Through quiet discussion, Hildebrandt learns that Peter is a believer in eugenics – his sister’s other child is a young boy who is severely brain damaged. At this point, Mayhew’s narrative flags a little as it’s easy to anticipate what is going to result from this, and who the real culprit behind the death of the new baby, who also showed signs of physical and mental deformity, may be. While her prose style begins a little hesitantly, though, with a heavier reliance on adjectives than necessary, her narrative does gain in confidence. What it needs here is something to make it that little bit more compelling, slightly more psychologically intriguing.

Eventually, some of that is provided, as Hildebrandt’s feelings for Ute increase and revelations about both the Mullers’ and the Keonigs’ marriages are made. Mayhew also hints at a certain kind of future for Hildebrandt’s son, who will not take seriously his father’s warnings about Zelinsky, and who may well become exactly the kind of disaffected, disenchanted young man vulnerable to Nazi propaganda about the Jews. Mayhew says in a short foreword to her novel that she was partly inspired by “the ways an individual might get drawn into irrational thinking, especially under certain social pressures and circumstances.” To that end, she employs a simple man, Eckhardt Grohlick as a “kind of guinea pig” for this “imaginative experiment” – Elias Frankel asks Grohlick to look after his store when he is arrested. But a young member of a new right-wing group soon moves in on him, with his anti-semitic views.

This part is almost meatier than the death of the baby, which begins to fall away as a narrative ploy. As with the Nordic crime dramas, Mayhew is more interested in the machinations of a small place, whose often medieval-seeming attitudes cause real harm. The association of Elias with a wolf may have come from the man’s own lips, but his sighting becomes an excuse to separate him further from his fellow villagers in their minds, to associate him with dangerous animals, and in turn, with the devil.

It’s greatly to Mayhew’s credit that she makes what are effectively the beginnings of the Holocaust to come in ten years’ time or so, look as small, as seemingly inconsequential, and as horribly believable, as they are here.
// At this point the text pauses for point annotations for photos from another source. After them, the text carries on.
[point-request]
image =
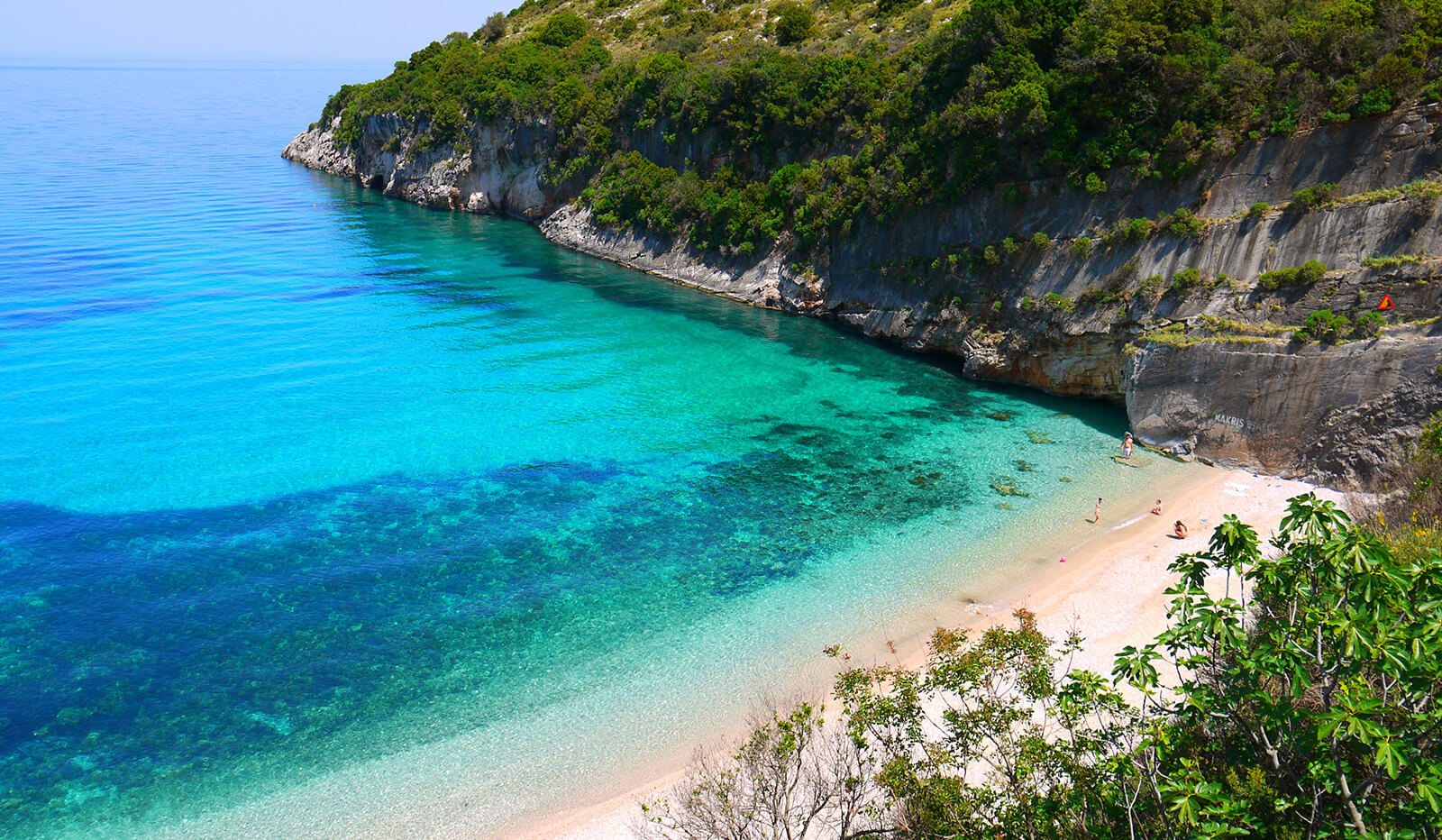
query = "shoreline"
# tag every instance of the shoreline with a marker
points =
(1109, 589)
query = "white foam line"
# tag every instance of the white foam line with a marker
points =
(1132, 521)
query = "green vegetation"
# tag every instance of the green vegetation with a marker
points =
(1302, 703)
(1392, 261)
(1186, 278)
(804, 117)
(1304, 275)
(1311, 198)
(795, 23)
(1326, 326)
(1182, 223)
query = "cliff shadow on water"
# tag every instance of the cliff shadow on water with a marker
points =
(1182, 300)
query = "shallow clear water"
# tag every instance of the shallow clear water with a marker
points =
(303, 489)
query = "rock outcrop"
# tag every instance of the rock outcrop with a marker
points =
(1204, 362)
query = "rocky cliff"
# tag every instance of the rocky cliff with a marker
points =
(1187, 318)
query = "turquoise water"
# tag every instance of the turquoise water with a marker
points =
(307, 494)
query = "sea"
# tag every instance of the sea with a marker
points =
(329, 516)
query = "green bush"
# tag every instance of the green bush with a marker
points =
(1312, 198)
(1324, 326)
(890, 119)
(1184, 223)
(1059, 302)
(1392, 261)
(1186, 278)
(1138, 230)
(795, 23)
(492, 29)
(1305, 702)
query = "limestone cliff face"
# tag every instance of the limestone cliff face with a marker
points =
(1204, 367)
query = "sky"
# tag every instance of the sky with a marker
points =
(360, 31)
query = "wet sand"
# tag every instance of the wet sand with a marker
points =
(1109, 589)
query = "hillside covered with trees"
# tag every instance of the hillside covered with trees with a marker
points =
(812, 114)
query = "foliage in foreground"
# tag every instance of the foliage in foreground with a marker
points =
(1302, 703)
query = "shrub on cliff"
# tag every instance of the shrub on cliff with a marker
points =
(1326, 326)
(562, 29)
(1312, 198)
(795, 23)
(886, 117)
(492, 29)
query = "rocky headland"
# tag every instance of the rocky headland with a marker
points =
(1210, 307)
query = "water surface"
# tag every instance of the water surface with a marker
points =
(306, 492)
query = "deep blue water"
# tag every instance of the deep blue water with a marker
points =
(296, 479)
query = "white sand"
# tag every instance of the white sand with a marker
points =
(1109, 589)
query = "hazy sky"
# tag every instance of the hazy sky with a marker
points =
(247, 29)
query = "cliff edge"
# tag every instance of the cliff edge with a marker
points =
(1278, 309)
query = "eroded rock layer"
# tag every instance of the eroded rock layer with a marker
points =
(1199, 322)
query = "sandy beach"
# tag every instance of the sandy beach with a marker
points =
(1109, 588)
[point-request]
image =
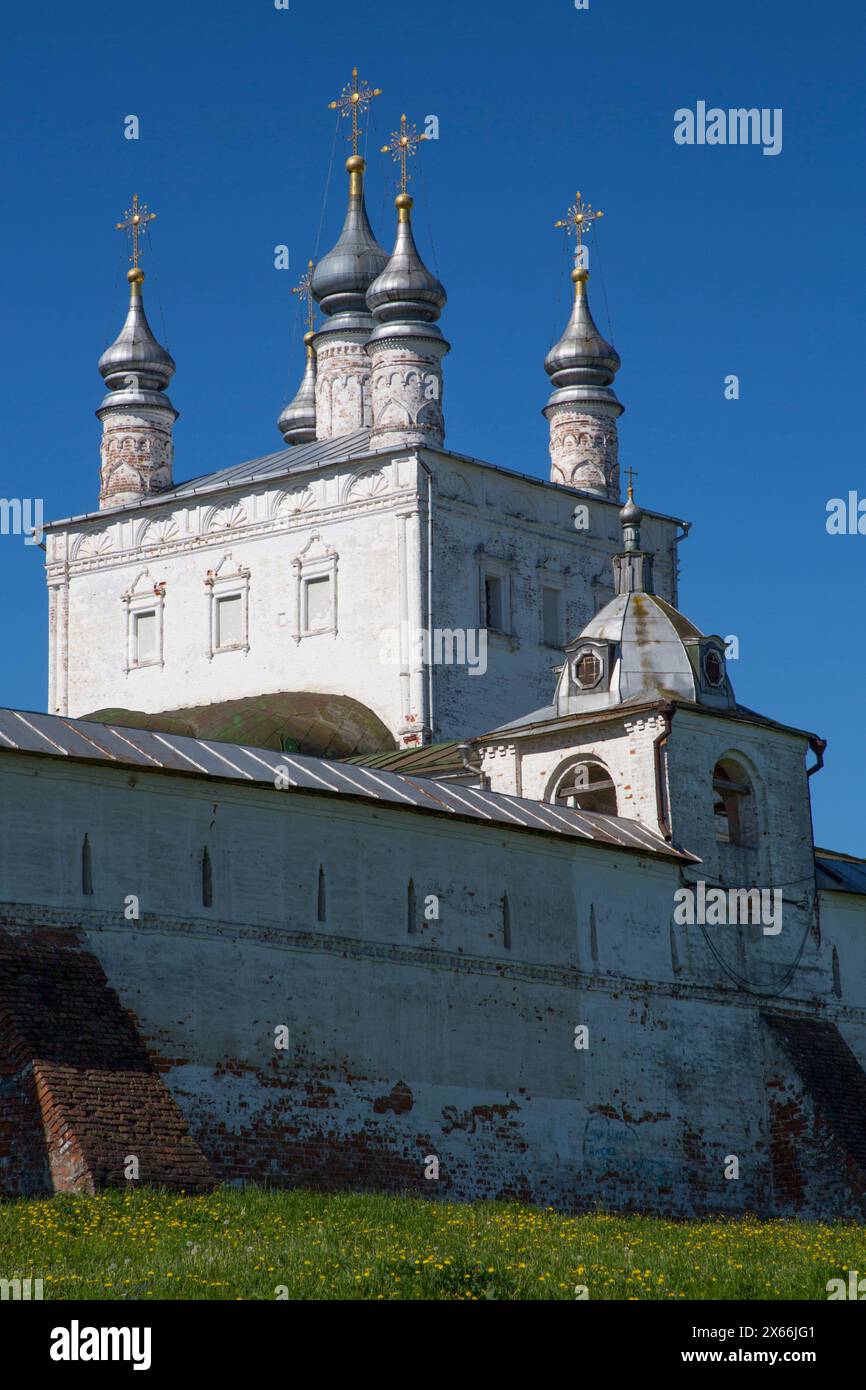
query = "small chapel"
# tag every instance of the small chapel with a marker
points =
(410, 759)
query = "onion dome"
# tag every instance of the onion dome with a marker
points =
(406, 291)
(135, 352)
(298, 421)
(638, 647)
(583, 357)
(342, 277)
(630, 520)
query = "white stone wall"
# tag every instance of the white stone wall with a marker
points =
(403, 1044)
(369, 521)
(534, 765)
(485, 520)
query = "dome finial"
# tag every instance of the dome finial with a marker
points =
(136, 414)
(135, 225)
(583, 407)
(352, 102)
(402, 146)
(578, 220)
(296, 424)
(406, 346)
(631, 517)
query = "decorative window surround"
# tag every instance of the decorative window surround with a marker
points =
(145, 597)
(316, 562)
(496, 567)
(227, 581)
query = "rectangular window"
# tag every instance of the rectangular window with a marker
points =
(551, 615)
(494, 610)
(230, 620)
(145, 638)
(317, 603)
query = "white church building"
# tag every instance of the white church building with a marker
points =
(417, 758)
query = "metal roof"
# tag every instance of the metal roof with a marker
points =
(840, 873)
(53, 736)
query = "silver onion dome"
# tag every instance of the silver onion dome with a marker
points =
(298, 421)
(135, 352)
(583, 356)
(406, 291)
(342, 277)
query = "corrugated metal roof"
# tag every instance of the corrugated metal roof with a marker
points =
(431, 758)
(56, 737)
(295, 459)
(840, 873)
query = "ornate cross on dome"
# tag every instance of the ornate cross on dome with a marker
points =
(135, 224)
(402, 146)
(578, 220)
(352, 102)
(305, 289)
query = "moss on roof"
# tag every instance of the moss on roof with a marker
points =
(302, 722)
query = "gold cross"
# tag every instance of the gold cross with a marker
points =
(305, 289)
(578, 220)
(402, 146)
(352, 102)
(135, 224)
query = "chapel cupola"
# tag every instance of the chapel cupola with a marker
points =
(296, 424)
(406, 346)
(583, 409)
(339, 287)
(136, 414)
(638, 648)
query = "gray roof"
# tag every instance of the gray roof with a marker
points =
(53, 736)
(295, 459)
(840, 873)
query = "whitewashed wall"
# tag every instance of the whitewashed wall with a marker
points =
(371, 517)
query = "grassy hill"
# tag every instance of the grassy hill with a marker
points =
(252, 1243)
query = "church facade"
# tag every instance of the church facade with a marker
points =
(556, 930)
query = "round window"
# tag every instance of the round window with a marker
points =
(713, 667)
(587, 670)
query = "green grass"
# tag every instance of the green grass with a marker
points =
(246, 1243)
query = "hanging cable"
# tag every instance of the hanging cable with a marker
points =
(324, 200)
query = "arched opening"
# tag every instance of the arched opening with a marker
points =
(412, 909)
(734, 811)
(585, 786)
(207, 879)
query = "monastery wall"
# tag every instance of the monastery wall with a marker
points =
(414, 1039)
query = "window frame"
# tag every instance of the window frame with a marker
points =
(227, 581)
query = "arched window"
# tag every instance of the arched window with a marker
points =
(734, 812)
(585, 786)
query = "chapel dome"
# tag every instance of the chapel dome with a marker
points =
(135, 350)
(344, 274)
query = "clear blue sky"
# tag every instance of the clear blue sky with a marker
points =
(713, 260)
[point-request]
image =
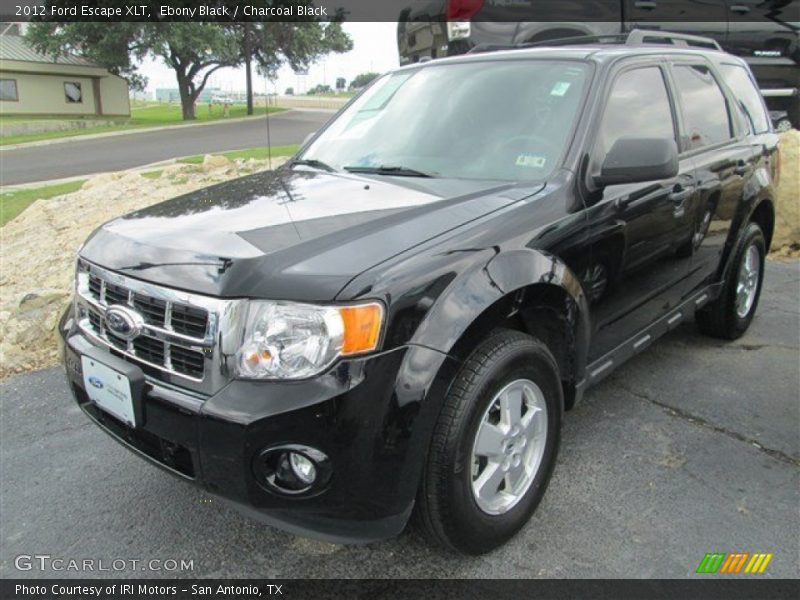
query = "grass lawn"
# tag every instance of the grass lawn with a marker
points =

Her novel’s ending keeps her options about a possible sequel open, and I can only assume that the few hints we are given about Hildebrandt’s traumatic back story – he is a damaged war veteran, his skin burnt and his insides, put back together on the battlefield, “patched up with borrowed or mistaken fragments of other men’s flesh”, to create a shell where “the spirits of several dead soldiers had crawled inside to find a new home” – will be given more room for manoeuvre.